Le nouveau plan d’électrification de la France vise à réduire sa dépendance aux énergies fossiles. Cependant, la mise en œuvre de cette transition s'avère complexe, particulièrement dans la Vienne.
Les récents événements au Moyen-Orient rappellent à quel point l’économie française demeure tributaire des importations de pétrole et de gaz, alimentant une hausse des prix. Dans la Vienne, « une augmentation de près de 10 % sur les contrats de gaz est à signaler », déclare Alexandre Puchaud, dirigeant de l'entreprise Puchaud à Chauvigny. Le fioul enregistre également une hausse significative : « avant la crise, le litre coûtait 1,30 €, contre 1,80 € actuellement. »
Ce constat s’inscrit dans le cadre d’un nouveau plan gouvernemental présenté début avril 2026 par le Premier ministre Sébastien Lecornu, qui cherche à réduire la dépendance énergétique, notamment en interdisant les chaudières à gaz dans les nouvelles constructions à partir de 2027.

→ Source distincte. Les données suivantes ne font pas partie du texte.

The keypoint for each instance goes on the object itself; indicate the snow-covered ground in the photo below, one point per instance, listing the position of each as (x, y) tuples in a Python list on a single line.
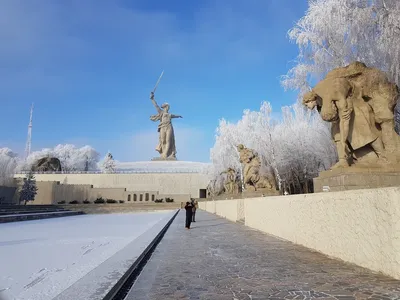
[(40, 259)]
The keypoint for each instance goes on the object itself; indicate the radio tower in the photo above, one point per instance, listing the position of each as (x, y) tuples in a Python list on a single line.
[(29, 138)]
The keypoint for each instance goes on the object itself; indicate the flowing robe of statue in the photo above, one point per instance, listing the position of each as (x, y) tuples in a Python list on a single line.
[(166, 138)]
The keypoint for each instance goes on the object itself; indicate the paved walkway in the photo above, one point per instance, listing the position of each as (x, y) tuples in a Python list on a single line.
[(218, 259)]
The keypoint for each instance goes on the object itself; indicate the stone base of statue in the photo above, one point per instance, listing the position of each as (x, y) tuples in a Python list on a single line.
[(353, 178), (164, 159), (259, 193)]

Un signal fort a déjà été lancé, avec l’augmentation du taux de TVA sur les chaudières à gaz, passant de 5,5 % à 20 %, ce qui a un impact direct sur le budget des ménages. À l'inverse, les pompes à chaleur bénéficient d'un taux TVA réduit de 5,5 %, indiquant une volonté de promouvoir des solutions plus durables.
« en ville, le gaz a largement sa place »
Malgré ces changements, la transition énergétique demeure un défi. « En milieu urbain, le gaz joue encore un rôle crucial. La mise en place de pompes à chaleur n'est pas toujours viable », explique M. Puchaud. Dans les immeubles ou logements sans accès extérieur, installer une unité extérieure peut se révéler problématique, voire impossible.
Face à ces défis, les solutions hybrides commencent à émerger. « Une option pourrait être d'installer une pompe à chaleur à l'extérieur, accompagnée d'un petit brûleur à gaz à l'intérieur », ajoute le professionnel, soulignant que c'est une alternative valable pour certains logements.
un investissement à réfléchir
Le principal obstacle à cette transition reste néanmoins financier. Actuellement, le coût d'une chaudière à gaz est d'environ 10 000 € TTC, tandis que pour une pompe à chaleur, il varie de 15 000 à 20 000 €. « Bien que cela représente un investissement, des subventions sont disponibles pour ceux qui remplacent leur chaudière à gaz par une pompe à chaleur », précise Alexandre Puchaud. Ces aides, calculées sur la base des revenus fiscaux, peuvent atteindre jusqu'à 10 000 €.